Atemberaubende Spannung
Von den ersten Takten der sich allmählich entwickelnden melodischen Keimzelle an erzeugt Rattle eine atemberaubende Spannung und Intensität. Sublime Pianissimo-Sphären definieren das charakteristische Seufzer-Motiv mit seinem programmatisch immer wieder viel diskutierten "Leb wohl"-Gehalt. Resigniertes Innehalten macht Rattle zu Momenten, in denen die Zeit wirklich stillzustehen scheint. Mit unnachgiebiger Kraftentfaltung führt er die Dramaturgie hin zu Mahlers buchstäblich ausgespielter Vortragsanweisung "mit äußerster Gewalt". Subtile Dialoge zwischen zweiter Violine und Horn oder letzterem und Flöte stehen für die individuell hochklassige instrumentale Behandlung der Soli.
Bestechende Klarheit
Im tänzerisch-parodistischen Chaos des zweiten Satzes behält das BRSO mit bestechender Klarheit die Übersicht über stimmliche und motivische Konturen. Eklatant zugespitzte harmonische Reibungspunkte haben bei Rattle volle dissonante Sprengkraft. Der choralartig verträumte Mittelteil ruht mit melancholischer Innigkeit in sich. Berührend ist die warme Streicherintensität des "Adagio", die instrumentalen Soli, ob Fagott-Motiv oder wehmütiger Gesang der Violine sind weiterhin erstklassig vorgetragen. Auch in den musikalischen "Auflösungserscheinungen" der nach und nach im vierfachen Piano verklingenden Sphären halten das BRSO und Rattle die musikalische Hochspannung und immense Suggestivität bis zum Schluss - genauer gesagt, bis lange nach dem letzten Ton. Traditionell Rückblickendes, radikal Modernes, schonungslos aufgezeigte seelische Abgründe, überirdisch entrückte, gesangvolle Schönheit - diese Interpretation hat auf alle symphonisch letzten und essentiellen Fragen, die hier von Mahler musikalisch verhandelt werden, eine Antwort. Wer, wie der Autor, das Glück hatte, damals live dabei gewesen zu sein, wird diese Aufführung dieser "Neunten" nicht vergessen.
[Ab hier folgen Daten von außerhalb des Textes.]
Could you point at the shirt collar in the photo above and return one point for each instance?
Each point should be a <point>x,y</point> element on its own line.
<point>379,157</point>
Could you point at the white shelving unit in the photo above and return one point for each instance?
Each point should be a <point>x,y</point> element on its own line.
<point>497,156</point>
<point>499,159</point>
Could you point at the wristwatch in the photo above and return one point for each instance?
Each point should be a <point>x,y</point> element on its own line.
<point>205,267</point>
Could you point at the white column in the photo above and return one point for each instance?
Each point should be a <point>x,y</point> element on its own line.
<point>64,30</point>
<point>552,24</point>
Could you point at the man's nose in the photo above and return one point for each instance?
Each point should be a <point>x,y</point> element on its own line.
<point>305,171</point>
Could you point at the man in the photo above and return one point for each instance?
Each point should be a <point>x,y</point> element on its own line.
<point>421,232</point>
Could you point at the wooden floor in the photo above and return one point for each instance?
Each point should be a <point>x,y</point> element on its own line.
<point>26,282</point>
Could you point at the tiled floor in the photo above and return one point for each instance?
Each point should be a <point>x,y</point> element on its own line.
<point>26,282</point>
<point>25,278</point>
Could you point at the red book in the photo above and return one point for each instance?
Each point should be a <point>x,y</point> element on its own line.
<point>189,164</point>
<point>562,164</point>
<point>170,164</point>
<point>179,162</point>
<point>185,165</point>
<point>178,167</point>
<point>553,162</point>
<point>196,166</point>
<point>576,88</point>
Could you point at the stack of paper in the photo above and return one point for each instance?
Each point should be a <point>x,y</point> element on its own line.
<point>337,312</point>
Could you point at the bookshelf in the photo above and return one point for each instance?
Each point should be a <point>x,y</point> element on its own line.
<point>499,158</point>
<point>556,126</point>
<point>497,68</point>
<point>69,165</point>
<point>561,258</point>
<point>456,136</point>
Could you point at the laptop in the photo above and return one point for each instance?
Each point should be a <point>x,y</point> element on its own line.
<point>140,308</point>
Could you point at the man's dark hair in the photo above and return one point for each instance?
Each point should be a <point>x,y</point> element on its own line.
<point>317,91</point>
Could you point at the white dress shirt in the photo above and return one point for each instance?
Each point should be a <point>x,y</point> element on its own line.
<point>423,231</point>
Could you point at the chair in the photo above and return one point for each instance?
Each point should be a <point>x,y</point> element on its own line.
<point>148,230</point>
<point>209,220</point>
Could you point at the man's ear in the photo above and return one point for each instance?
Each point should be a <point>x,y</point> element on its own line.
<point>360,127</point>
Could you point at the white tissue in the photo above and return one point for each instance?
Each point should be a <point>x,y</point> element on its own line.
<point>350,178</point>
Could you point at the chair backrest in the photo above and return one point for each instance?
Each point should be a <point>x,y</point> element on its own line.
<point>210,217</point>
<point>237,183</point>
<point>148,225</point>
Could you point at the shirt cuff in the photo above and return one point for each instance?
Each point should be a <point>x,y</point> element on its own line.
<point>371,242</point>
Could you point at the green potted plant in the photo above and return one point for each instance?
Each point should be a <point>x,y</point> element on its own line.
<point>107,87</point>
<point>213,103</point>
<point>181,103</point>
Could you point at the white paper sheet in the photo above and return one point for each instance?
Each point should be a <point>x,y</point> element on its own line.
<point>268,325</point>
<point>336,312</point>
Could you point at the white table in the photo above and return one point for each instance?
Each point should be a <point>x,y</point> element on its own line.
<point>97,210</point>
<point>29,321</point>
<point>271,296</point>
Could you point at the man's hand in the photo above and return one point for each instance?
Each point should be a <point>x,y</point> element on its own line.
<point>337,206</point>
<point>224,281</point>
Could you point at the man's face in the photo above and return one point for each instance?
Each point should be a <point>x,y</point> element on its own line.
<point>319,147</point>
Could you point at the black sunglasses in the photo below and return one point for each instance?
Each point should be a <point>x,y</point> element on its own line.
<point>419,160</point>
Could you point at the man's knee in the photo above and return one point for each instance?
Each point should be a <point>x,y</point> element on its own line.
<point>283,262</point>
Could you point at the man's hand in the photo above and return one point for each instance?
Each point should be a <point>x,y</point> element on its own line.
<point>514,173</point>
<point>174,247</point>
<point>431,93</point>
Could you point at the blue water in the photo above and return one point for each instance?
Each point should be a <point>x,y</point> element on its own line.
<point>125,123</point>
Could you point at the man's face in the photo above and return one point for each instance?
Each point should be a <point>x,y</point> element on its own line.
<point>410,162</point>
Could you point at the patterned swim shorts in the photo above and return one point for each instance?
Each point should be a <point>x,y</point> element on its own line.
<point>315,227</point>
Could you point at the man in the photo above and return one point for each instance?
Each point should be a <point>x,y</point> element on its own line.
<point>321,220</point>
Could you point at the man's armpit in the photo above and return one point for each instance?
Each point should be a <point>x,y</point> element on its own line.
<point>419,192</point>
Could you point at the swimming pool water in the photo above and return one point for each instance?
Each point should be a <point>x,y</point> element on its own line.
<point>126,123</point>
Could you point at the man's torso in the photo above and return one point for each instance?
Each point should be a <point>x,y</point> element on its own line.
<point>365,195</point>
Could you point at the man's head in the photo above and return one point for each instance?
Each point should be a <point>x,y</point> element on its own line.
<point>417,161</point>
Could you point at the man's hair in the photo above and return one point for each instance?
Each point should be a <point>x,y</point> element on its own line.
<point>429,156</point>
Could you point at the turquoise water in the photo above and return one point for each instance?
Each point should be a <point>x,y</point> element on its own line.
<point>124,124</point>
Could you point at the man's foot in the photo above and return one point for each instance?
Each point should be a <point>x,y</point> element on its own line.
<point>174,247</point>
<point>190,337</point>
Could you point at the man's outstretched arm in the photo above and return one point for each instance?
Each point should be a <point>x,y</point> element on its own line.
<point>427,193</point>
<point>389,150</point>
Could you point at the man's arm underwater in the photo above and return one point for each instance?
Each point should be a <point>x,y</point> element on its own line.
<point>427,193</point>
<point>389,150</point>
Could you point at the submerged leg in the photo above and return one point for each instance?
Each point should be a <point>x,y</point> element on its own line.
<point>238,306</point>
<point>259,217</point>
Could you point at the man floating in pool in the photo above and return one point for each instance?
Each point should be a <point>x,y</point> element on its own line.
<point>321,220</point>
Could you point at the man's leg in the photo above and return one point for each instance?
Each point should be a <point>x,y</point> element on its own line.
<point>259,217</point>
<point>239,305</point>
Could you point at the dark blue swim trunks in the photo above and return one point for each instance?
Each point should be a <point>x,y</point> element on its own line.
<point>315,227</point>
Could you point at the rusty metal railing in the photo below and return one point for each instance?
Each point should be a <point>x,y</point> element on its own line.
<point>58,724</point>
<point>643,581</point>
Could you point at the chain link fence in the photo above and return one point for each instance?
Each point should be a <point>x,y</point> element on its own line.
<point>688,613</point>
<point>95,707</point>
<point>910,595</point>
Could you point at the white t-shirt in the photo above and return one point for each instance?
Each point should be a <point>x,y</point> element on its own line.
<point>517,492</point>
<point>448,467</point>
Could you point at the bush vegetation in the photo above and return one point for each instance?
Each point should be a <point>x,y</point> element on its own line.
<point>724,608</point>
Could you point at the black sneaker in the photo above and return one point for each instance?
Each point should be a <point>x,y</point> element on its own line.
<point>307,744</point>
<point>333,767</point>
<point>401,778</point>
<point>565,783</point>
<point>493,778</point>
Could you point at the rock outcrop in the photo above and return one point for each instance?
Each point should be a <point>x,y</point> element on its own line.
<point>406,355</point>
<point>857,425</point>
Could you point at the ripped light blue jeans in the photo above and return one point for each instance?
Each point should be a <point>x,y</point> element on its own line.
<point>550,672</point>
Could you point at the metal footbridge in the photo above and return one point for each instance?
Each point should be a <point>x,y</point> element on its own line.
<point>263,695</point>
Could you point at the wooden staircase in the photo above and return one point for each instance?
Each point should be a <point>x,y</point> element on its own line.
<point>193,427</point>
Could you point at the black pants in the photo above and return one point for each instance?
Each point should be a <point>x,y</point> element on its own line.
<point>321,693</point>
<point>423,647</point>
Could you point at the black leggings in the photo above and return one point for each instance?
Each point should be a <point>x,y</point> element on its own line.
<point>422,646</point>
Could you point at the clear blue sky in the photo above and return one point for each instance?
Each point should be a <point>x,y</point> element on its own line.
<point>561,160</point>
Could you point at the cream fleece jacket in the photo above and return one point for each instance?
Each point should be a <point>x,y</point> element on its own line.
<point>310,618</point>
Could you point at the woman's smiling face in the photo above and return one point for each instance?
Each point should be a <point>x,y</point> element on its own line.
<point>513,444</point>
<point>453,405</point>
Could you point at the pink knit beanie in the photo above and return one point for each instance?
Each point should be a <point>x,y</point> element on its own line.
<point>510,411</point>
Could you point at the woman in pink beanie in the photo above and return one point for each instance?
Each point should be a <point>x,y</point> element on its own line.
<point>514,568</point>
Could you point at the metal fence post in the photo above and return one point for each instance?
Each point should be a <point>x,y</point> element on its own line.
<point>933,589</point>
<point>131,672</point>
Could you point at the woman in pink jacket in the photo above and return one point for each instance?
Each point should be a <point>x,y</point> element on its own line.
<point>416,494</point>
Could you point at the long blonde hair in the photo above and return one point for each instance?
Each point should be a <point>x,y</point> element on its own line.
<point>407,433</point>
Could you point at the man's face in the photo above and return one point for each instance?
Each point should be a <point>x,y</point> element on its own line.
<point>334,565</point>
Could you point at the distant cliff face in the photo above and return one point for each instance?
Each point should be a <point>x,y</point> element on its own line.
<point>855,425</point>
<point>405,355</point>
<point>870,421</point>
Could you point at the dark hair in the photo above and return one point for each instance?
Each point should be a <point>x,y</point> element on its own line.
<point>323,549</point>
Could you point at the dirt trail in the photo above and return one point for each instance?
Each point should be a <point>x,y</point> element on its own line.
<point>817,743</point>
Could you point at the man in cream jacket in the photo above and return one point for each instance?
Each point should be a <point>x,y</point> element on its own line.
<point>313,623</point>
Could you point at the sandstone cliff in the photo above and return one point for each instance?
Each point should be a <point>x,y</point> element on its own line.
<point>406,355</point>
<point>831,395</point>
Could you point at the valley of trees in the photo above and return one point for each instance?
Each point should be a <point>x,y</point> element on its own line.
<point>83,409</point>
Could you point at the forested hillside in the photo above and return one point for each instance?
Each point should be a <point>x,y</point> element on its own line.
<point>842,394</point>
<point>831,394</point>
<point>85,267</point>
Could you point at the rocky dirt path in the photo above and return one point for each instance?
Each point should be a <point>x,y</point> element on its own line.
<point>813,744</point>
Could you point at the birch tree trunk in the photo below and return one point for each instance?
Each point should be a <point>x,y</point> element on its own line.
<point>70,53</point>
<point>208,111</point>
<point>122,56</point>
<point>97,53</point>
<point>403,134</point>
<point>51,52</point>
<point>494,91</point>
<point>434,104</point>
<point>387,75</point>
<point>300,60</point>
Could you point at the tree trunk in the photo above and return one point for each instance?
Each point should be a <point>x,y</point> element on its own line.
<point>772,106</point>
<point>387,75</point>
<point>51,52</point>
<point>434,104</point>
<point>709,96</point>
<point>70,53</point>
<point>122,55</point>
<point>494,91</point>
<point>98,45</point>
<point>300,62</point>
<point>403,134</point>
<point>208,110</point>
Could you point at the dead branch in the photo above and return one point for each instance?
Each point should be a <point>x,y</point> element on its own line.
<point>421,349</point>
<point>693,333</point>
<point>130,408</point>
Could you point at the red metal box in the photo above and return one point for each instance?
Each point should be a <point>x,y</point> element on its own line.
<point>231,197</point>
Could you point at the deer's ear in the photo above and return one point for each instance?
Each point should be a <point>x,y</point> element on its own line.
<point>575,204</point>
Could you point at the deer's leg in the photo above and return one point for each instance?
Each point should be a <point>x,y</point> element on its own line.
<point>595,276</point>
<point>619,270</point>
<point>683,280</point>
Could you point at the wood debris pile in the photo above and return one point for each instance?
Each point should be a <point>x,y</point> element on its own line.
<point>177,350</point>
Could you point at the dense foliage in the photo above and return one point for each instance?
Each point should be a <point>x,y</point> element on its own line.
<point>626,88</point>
Ein wahrer Glücksfall, dass sie aufgezeichnet und nun veröffentlicht wurde. Mit besonders schwärmerischen Adjektiven wie "magisch" sollte man zurückhaltend umgehen - dieses Konzert verdient dieses Prädikat. Bleibt zu hoffen, dass sich das BRSO und Rattle in seiner neuen Amtszeit häufig Mahler zuwenden.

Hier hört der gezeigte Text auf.